Every economy needs to invest its scarce resources in the production of capital goods and consumer goods. Both sorts of goods have their relevance. Capital goods add the capital stock and raise the economy’s productive capacity. Investing in capital goods is essential to raise the long-term production potential. Only sufficient investment in capital goods can increase the community’s welfare in the long run. The growth-oriented investment of an economy does not yield an immediate return in terms of an increase in the production of goods and services. Therefore, a certain amount of resources or funds needs to be invested in the production of consumer goods and services. In a fully employed economy, if more resources are used to produce investment goods, fewer resources will be available to produce consumer goods (consumer goods are necessary to satisfy people’s immediate consumption needs).
The opportunity cost of producing investment goods or capital goods required for growth is the amount of reduction in the production of goods for current consumption and it will cause people’s current living standards to fall. However, after a certain time as new equipment comes into use, production per head will start to rise and the loss of consumer goods will eventually be made up. This process is explained with help of the following diagram.

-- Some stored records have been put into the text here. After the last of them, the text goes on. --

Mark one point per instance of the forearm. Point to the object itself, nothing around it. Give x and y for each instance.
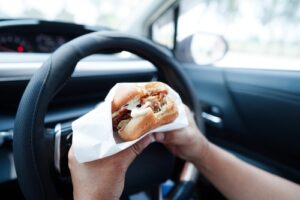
(239, 180)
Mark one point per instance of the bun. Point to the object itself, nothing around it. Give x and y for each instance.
(125, 93)
(141, 108)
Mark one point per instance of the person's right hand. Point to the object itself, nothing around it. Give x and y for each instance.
(187, 143)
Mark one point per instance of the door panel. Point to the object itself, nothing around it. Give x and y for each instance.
(260, 112)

As shown by the above figure, AB is the economy’s production possibility curve with the production of OC amount of consumer goods and OE amount of capital/investment goods represented by point L. Due to investment, the economy will grow and if the same proportion of resources is allocated to the production of consumer goods continuously, the economy will grow along the expansion path OH.
Assume that if the transformation curve or PPC remains unchanged and the economy decides to raise the growth rate by redirecting resources away from the production of consumer goods to the production of capital/investment goods. This is depicted by the movement of the economy from point L to point K along the same product possibilities curve AB.

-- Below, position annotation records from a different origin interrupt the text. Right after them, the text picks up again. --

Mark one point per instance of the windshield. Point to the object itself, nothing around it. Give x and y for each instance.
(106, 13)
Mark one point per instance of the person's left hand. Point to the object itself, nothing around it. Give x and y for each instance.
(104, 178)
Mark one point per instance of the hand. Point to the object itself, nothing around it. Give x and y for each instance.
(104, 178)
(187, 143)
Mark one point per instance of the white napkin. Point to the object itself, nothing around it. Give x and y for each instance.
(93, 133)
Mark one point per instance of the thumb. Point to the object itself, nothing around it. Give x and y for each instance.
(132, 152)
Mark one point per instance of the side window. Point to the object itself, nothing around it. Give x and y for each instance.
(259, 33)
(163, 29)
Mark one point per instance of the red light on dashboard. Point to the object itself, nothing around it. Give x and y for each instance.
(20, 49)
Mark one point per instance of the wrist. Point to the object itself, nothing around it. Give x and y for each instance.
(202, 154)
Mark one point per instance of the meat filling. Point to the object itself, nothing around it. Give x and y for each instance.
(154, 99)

Now, at point K, the production of investment goods increases by EF amount, and the production of consumer goods decreases by the amount of CD (Cost of economic growth). As a result, the production of investment goods rises at the cost of a fall in the production of consumer goods due to scarcity of resources. If the distribution of resources for the production of investment goods and consumer goods remains the same as shown by point K, the economy will follow the ON expansion or growth path. As a result of growth, the PPC is forced to shift outward and the economy reaches point G. Here at point G, people’s living standards are restored to their earlier position at point L. If the growth rate of the economy along the expansion path ON is greater than that of OH (it is due to more investment goods being produced along ON than OH), the PPC curve will shift outward faster.